顾念用脖颈夹着电话,歪头伸手又拿过药瓶,倒出了几粒,嘴上说,“在家,怎么了?”
“在家?”乔珊珊有些稀奇的重复着,“真难得啊,我的顾大医生竟然不在医院而在家……”
顾念这种工作狂,已经连续几年,没白天黑夜,没节假日的疯狂工作,几乎一度乔珊珊认为医院手术室,才是她的家!
“你有事?”顾念懒得听她打趣,直接了当,同时将药塞进嘴里,再去端水,才发现水杯空了。
她掀被起身,想要去倒水,可小腹隐隐的疼痛,又打消了她的动作。
电话那端一阵沉默,片刻,传来乔珊珊的声音,“好久没见你了,出来呀!老地方,请你喝两杯!”
顾念皱了下眉,她今天身体真的不太舒服,下意识的脱口一句,“今天怕是不……”
话都没等说完,余光就瞥见了桌上摆着的小日历,一个红圈正好画在今天的日期上。
刹那间,顾念眼神一怔,想到了什么,马上对着电话回了句,“行,你等我吧,一会儿就到!”
挂了电话,顾念又拿着药瓶多倒几粒,放进嘴中,也没喝水,胡乱的全部吞下,换了件衣物,拿着包包下楼。
等她开车抵达柒旗会所时,乔珊珊已经独自连喝了数杯,一看到她,抬手朝着她摆了摆,又对酒保来句,“再来两杯血腥玛丽!”
顾念走到她近前,放下包包坐下的同时,也忍不住道了句,“对不起。

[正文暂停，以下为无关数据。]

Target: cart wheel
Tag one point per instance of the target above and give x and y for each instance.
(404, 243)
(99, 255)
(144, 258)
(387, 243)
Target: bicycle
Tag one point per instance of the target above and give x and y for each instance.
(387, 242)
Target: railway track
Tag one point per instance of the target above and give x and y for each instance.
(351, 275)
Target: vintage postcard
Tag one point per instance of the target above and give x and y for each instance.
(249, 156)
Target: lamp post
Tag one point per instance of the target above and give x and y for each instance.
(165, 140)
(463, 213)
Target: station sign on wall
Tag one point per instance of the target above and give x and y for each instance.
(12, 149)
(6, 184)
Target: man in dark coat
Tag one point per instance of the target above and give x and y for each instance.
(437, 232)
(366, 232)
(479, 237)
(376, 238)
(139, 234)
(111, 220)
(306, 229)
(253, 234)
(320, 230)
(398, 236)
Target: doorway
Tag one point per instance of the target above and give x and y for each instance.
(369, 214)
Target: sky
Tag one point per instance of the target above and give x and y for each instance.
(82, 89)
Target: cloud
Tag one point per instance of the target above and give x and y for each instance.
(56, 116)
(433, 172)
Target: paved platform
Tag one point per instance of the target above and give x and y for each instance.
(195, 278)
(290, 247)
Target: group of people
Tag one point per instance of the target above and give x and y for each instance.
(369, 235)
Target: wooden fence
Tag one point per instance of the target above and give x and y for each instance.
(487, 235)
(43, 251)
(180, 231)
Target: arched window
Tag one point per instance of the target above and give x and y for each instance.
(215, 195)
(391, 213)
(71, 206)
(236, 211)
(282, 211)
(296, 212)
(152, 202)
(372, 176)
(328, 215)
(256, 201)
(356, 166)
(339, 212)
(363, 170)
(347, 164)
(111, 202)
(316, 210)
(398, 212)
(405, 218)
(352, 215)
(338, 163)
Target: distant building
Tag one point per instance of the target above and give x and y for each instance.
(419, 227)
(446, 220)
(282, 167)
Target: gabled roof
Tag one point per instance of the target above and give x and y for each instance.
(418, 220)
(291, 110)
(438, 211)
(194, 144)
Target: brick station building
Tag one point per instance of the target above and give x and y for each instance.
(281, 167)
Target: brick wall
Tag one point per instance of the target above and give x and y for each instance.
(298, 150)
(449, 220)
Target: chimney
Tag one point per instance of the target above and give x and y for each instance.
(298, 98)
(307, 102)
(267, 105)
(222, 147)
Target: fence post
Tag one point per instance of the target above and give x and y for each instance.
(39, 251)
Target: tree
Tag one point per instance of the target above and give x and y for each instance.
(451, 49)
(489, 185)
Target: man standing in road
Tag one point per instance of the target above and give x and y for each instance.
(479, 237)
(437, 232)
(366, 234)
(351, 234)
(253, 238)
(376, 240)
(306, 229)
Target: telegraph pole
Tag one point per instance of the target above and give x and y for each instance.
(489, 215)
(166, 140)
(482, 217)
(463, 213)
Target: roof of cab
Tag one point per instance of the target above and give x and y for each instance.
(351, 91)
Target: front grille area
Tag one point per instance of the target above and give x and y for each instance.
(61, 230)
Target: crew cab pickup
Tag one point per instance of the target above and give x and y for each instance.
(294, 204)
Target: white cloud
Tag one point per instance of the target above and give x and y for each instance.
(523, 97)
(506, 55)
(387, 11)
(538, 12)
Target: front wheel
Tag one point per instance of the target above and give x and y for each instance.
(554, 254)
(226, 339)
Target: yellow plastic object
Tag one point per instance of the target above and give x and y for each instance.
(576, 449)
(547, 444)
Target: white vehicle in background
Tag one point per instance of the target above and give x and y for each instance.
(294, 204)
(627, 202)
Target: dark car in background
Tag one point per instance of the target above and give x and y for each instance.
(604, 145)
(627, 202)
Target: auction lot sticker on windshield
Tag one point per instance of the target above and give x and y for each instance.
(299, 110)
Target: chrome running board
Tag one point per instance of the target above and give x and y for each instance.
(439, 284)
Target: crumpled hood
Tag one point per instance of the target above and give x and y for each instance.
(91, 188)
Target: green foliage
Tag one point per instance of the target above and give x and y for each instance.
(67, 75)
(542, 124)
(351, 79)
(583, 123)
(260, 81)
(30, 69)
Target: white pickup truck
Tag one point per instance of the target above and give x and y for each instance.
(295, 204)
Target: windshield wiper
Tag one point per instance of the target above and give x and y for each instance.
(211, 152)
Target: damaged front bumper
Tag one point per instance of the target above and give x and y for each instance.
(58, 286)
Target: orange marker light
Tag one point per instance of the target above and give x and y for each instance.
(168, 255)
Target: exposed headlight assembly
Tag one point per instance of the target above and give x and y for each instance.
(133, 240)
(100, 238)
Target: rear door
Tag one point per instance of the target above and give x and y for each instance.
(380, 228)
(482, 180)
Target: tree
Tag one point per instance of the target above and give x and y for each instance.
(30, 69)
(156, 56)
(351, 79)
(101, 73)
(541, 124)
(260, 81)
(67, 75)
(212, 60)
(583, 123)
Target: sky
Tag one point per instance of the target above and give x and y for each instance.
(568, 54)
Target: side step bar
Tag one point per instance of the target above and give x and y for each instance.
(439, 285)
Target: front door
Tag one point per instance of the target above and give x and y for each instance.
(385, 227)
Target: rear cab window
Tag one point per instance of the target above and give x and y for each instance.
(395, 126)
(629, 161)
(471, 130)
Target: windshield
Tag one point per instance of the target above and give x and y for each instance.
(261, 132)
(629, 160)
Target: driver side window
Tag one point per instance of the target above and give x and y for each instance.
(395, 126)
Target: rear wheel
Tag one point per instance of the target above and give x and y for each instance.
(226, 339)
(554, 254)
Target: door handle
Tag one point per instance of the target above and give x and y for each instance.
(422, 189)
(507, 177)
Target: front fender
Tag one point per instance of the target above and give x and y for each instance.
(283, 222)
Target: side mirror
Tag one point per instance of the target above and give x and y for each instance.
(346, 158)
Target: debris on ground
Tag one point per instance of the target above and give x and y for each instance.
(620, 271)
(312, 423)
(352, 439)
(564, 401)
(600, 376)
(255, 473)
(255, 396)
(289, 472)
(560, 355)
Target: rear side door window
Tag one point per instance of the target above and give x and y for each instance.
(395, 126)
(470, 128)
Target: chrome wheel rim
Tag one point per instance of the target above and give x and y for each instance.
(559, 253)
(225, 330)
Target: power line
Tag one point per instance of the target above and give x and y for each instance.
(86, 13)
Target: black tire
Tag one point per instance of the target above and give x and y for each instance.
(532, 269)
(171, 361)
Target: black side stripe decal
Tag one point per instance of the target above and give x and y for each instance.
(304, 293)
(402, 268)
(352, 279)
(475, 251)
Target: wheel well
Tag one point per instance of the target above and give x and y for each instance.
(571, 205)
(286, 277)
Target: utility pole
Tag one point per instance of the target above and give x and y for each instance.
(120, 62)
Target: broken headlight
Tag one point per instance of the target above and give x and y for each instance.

”
她竟然差点忘了今天是哥哥的忌日。
三年前的今天,哥哥从新西兰飞回本市时,飞机故障发生空难,生死未卜,从此便再无音讯。
搜救队找寻了整整一个月,但仍没有任何消息。
从此,人人都判定了顾涵东已死,却除了一人,那就是乔珊珊。
顾念看向她的目光复杂,却不等言语,反被乔珊珊一把环住了脖颈,她抱着顾念,吧唧亲了一大口,“别和我说这种丧气话,我只是今天没等到他罢了,不代表明天,后天,大后天等不到呀!”
乔珊珊已经有点醉了,她紧紧的搂着顾念的脖子,不肯放手,嘴里含糊不清的又说,“没关系,实在等不到他,我还有你呀!我的好念念,记住了,我是你嫂子,永远都是你大嫂……”
她说着说着,忽然手臂一软,放开了顾念,低头趴在了吧台上,再抬起头时,已经泪如雨下。